In Matthew chapter thirteen Jesus says, “Again, the kingdom of heaven is like a merchant in search of fine pearls, who, on finding one pearl of great value, went and sold all that he had and bought it.” Jesus searches us out and then sold all that He had to pay the price for us. He gave up His very own life into death as the payment for lost and wandering sheep, submitting to the cross on our behalf. He sold all He had to buy us back from sin and death, He paid the price we owed for our sin. His innocent life, His precious blood was the price to redeem us, and He paid it in full, submitting to the torture and humiliation of sinful people and the wrath of God itself in our place. Having paid this price, having submitted to death on our behalf, Jesus seeks us out through the work of the Holy Spirit in both Word and Sacrament. His Word proclaimed from this pulpit or in your private conversations during the week seeks out wandering sheep, and Jesus works through that Word to find the lost and bring them to the Father. In Holy Baptism, Christ brings wandering sheep home, claiming you as His own through the water joined with the Word. Therefore, rejoice, for you are found! Christ has claimed you as His own, He has sought you out when you were lost and brought you home to Himself!

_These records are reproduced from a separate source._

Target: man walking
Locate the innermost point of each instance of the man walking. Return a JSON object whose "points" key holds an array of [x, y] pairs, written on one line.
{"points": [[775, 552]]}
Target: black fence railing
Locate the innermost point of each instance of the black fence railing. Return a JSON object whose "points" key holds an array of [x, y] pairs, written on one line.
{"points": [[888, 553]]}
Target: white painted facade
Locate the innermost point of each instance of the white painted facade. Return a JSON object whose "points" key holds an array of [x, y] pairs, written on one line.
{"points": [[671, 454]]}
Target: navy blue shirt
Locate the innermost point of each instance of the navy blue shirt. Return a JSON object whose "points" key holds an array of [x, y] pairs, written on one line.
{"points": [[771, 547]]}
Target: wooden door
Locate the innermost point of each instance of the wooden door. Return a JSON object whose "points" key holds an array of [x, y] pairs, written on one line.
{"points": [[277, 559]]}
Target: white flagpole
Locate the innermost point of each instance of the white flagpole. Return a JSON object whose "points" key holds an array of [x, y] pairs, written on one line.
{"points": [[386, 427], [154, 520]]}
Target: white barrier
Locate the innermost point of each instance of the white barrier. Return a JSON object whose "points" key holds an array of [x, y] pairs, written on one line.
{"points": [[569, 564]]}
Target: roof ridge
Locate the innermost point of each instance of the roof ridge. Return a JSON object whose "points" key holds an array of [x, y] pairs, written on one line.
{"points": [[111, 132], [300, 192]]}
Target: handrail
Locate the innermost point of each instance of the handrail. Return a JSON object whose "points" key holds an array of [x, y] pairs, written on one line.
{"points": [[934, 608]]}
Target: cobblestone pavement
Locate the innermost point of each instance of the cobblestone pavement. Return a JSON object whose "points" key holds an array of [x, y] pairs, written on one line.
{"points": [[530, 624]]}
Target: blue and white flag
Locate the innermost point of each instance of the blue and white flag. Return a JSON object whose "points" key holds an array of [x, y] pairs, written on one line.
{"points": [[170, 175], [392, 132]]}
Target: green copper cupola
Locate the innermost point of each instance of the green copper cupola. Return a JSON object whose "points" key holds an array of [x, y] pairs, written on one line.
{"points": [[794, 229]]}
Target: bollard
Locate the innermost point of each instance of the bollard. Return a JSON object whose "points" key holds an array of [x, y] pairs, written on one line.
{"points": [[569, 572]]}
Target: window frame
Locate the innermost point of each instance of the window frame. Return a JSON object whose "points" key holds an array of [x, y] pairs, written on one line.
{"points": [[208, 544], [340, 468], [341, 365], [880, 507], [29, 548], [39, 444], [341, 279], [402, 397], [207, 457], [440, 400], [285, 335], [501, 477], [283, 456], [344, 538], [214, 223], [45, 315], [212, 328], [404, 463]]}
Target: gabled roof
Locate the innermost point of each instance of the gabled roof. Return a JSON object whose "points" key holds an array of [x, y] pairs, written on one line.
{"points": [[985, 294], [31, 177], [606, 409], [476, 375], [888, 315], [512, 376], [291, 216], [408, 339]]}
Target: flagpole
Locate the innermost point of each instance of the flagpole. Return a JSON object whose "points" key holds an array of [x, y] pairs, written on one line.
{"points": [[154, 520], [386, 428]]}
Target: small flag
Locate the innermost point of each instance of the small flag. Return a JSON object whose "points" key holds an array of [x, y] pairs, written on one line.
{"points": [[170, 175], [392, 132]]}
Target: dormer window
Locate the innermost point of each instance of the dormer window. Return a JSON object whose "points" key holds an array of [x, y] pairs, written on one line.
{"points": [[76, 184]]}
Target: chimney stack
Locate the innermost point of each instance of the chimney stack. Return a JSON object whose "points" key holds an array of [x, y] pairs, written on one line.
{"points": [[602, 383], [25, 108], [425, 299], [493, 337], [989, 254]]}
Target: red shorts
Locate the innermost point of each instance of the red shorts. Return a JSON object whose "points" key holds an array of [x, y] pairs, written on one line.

After finding her coin, the woman in Jesus’ parable said, “Rejoice with me, for I have found the coin that I had lost.” She invites her friends and neighbors to join her at a victory feast. Jesus gives us the explanation: “Just so, I tell you, there is joy before the angels of God over one sinner who repents.” Every sinner that Christ brings to the Father is cause for celebration, for rejoicing, for a feast. That is what heaven is, the victory feast of all who have been redeemed by the blood of the Lamb. There will be rejoicing there that we cannot even imagine, joy expressed by the angel choirs, joy from those who Christ sought out and brought to the Father, joy over the victory of Jesus Christ over sin and death through His death and resurrection. Heaven is the banquet of joy, and you and I will be a part of it, seated with all the redeemed at the feast that lasts into all eternity. In fact, even on this earth we are a part of that joyous banquet, each and every time we come to the Lord’s Table. Here we eat with Christ, we partake of the Lord’s Body and Blood with fellow sinners, those who have also been found by the Lord who seeks out and finds the lost.

We find joy in the redemption of Christ, in His shed blood, in His seeking and finding of you and me, and we have great joy every time that Christ finds another sinner in the wilderness and brings him or her to the feast. Even though we live in a difficult and sinful world, our joy is not based on anything in this world, but on Christ and what He has done for us. Someday He will bring us to our heavenly home like the shepherd did in our text. “And when he has found it, he lays it on his shoulders, rejoicing.” On that day He will present you to His Father with great joy, and you will join in that joy for all eternity. We rejoice in the Lord for His great redemption! In His Name, Amen.